The Corporate Wars And Layoffs
The ownership of The Hollywood Reporter became a revolving door of corporate entities, with Guggenheim Partners selling the Prometheus media properties to Todd Boehly in 2015, and Eldridge Industries acquiring the company in February 2017. In April 2020, editorial director Matthew Belloni stepped down after 14 years following clashes with leadership over editorial issues, and Nekesa Mumbi Moody was named as the new editorial director. The company faced significant financial and operational challenges, including layoffs of at least 20 staffers in April 2020, including executive vice president and group publisher Lynne Segall, and further cuts in June 2023 and a year later. In September 2020, Penske Media assumed day-to-day operations through a joint venture with MRC known as PMRC, but by August 2022, Boehly pulled out of the joint venture and bought back the assets he had contributed, including The Hollywood Reporter.
The Global Expansion And The Italian Collapse
The Hollywood Reporter expanded internationally with the launch of The Hollywood Reporter Japan in February 2023, followed by The Hollywood Reporter Roma in April 2023, which became the first European edition. The Italian edition, published by Brainstore Media, faced a severe financial crisis, with journalists, translators, and external contributors reportedly not getting paid for months, leading to a public denunciation by the writing staff and the resignation of chairman Boris Sollazzo and the entire staff in July 2024. The situation escalated to the point where an application for a composition agreement was filed with the Civil Court of Rome, and on the 3rd of April 2025, the company was ordered into judicial liquidation, ceasing to publish news in June 2025 while maintaining activities on social networks.

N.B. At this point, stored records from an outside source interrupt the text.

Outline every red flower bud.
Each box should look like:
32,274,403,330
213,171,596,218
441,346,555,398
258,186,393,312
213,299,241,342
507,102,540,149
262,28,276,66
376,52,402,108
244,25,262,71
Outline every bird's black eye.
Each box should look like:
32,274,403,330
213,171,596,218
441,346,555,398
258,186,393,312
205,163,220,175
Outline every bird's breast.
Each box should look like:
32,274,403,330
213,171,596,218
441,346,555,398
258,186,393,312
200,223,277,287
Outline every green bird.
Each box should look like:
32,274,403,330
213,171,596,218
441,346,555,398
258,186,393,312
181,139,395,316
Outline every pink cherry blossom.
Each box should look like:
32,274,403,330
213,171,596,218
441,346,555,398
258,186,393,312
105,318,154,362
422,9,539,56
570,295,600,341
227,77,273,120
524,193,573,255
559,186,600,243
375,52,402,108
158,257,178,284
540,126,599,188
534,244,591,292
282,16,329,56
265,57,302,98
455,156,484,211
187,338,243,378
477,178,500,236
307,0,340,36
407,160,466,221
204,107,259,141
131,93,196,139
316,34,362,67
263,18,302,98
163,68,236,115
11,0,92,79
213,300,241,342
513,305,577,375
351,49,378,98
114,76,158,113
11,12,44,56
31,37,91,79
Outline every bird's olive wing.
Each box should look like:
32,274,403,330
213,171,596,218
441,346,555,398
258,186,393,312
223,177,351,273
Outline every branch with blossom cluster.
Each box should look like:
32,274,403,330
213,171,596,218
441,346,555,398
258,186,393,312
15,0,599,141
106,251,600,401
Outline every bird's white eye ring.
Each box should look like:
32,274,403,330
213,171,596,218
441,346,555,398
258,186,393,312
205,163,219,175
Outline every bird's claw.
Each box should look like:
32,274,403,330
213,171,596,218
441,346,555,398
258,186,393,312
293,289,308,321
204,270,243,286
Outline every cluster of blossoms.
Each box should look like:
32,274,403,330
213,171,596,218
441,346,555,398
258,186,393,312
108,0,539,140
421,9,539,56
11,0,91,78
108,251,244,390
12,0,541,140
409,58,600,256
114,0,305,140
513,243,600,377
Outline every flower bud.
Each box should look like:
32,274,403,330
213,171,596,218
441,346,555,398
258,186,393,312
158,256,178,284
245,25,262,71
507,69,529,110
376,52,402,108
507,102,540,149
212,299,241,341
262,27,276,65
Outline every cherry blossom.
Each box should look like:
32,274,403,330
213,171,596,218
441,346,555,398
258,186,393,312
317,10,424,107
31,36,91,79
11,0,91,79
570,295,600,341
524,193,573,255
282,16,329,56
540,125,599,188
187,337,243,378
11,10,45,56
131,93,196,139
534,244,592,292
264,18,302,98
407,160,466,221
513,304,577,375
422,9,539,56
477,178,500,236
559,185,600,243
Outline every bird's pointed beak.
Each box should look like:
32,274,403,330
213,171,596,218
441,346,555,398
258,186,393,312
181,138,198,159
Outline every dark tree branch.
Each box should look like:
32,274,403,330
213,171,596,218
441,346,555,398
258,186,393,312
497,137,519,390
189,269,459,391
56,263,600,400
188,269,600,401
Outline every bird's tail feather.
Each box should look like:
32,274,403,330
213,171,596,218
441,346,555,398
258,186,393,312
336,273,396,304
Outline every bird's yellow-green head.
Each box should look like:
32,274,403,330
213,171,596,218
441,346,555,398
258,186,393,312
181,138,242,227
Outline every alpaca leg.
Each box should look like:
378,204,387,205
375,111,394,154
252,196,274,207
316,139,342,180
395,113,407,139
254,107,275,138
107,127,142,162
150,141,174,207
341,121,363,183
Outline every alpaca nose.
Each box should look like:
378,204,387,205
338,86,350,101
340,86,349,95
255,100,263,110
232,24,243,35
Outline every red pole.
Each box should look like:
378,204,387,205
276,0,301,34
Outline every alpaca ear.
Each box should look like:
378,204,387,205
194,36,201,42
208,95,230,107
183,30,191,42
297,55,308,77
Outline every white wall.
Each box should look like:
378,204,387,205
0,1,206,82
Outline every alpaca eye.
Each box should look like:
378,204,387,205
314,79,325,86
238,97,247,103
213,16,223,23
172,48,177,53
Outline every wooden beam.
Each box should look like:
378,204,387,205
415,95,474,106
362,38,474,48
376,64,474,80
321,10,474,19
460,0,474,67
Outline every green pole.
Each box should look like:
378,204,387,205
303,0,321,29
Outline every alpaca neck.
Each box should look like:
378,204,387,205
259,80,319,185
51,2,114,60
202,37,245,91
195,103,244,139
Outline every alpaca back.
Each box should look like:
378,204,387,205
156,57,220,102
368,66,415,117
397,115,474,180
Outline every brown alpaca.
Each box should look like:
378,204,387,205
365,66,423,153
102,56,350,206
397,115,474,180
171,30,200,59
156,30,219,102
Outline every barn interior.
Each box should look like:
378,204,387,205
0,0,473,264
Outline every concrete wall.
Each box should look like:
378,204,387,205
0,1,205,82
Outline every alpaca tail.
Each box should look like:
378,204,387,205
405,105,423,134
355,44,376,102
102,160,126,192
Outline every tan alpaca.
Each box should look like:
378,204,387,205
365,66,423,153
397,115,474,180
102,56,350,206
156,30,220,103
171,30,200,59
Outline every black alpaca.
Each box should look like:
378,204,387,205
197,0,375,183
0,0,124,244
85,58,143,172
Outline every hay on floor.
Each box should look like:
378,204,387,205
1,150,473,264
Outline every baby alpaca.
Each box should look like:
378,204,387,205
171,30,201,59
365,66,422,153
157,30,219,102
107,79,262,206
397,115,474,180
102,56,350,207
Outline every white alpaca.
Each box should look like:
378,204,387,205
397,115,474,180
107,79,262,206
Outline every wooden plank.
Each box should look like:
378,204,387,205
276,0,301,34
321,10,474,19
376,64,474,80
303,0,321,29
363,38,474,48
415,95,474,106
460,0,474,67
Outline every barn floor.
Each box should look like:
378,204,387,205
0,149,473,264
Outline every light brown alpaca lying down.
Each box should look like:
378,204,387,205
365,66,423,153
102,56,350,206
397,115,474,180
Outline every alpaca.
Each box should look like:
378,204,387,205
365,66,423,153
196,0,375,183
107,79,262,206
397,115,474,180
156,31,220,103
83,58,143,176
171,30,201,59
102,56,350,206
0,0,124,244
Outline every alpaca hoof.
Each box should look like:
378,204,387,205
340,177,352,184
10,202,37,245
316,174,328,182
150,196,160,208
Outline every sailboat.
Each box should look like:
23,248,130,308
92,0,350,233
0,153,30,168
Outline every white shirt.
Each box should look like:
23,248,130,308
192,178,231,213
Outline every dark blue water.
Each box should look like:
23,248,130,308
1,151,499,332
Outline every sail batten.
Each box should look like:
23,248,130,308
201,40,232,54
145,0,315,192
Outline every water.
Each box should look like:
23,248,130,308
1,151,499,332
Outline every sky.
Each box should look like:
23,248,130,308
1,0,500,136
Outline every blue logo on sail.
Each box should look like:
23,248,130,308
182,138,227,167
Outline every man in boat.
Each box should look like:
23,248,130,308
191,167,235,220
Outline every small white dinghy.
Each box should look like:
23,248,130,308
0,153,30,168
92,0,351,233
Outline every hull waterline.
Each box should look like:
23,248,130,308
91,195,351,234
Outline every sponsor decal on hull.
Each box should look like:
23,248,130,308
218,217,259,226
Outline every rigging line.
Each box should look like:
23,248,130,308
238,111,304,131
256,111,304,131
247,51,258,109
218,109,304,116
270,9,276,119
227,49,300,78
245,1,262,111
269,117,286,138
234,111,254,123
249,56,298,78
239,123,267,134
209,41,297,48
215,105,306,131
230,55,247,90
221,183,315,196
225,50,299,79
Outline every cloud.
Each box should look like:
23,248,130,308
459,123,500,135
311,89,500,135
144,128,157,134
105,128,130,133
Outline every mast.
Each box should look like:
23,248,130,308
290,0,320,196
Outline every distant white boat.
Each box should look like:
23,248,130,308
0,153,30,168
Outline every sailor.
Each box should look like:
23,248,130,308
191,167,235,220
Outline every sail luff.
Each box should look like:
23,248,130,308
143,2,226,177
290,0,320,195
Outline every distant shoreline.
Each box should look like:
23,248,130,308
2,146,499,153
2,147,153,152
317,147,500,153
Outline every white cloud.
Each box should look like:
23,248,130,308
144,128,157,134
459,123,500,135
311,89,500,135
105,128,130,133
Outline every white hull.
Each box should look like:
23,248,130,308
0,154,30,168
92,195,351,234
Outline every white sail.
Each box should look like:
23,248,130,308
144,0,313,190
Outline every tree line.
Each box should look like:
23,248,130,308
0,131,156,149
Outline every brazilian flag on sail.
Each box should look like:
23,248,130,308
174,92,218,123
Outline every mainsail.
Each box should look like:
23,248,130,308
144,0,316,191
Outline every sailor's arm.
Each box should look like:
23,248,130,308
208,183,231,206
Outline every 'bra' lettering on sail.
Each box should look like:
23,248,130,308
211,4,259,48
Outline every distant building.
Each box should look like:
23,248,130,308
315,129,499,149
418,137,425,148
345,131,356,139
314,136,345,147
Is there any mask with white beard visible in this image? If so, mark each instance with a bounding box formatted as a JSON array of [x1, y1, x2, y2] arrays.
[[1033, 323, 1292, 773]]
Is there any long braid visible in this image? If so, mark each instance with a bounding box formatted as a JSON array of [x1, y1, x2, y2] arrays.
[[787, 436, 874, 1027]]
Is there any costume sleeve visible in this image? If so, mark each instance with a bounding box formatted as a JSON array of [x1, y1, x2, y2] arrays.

The expansion continued with The Hollywood Reporter India in 2024 and The Hollywood Reporter En Español in 2025, but the Italian collapse highlighted the risks of rapid international growth without sustainable financial models.
The Brutal Ballot And The Academy Rule
Since 2013, The Hollywood Reporter has published an annual feature called Brutally Honest Oscar Ballot, where anonymous members of the Academy of Motion Picture Arts and Sciences explain their voting choices for the Academy Awards. The feature was first published in February 2013 as a single interview with an anonymous director, and the magazine typically publishes three to four interviews each year, with The Washington Post calling the feature the best part of Oscar season. However, in April 2023, the Academy introduced a rule change aimed at curtailing the feature, stating that Academy voters may not discuss their voting preferences and other members' voting preferences in a public forum, including comparing or ranking motion pictures, performances, or achievements in relation to voting, and speaking with press anonymously. This rule change marked a significant shift in the relationship between the magazine and the Academy, challenging the publication's ability to continue its most distinctive and influential feature.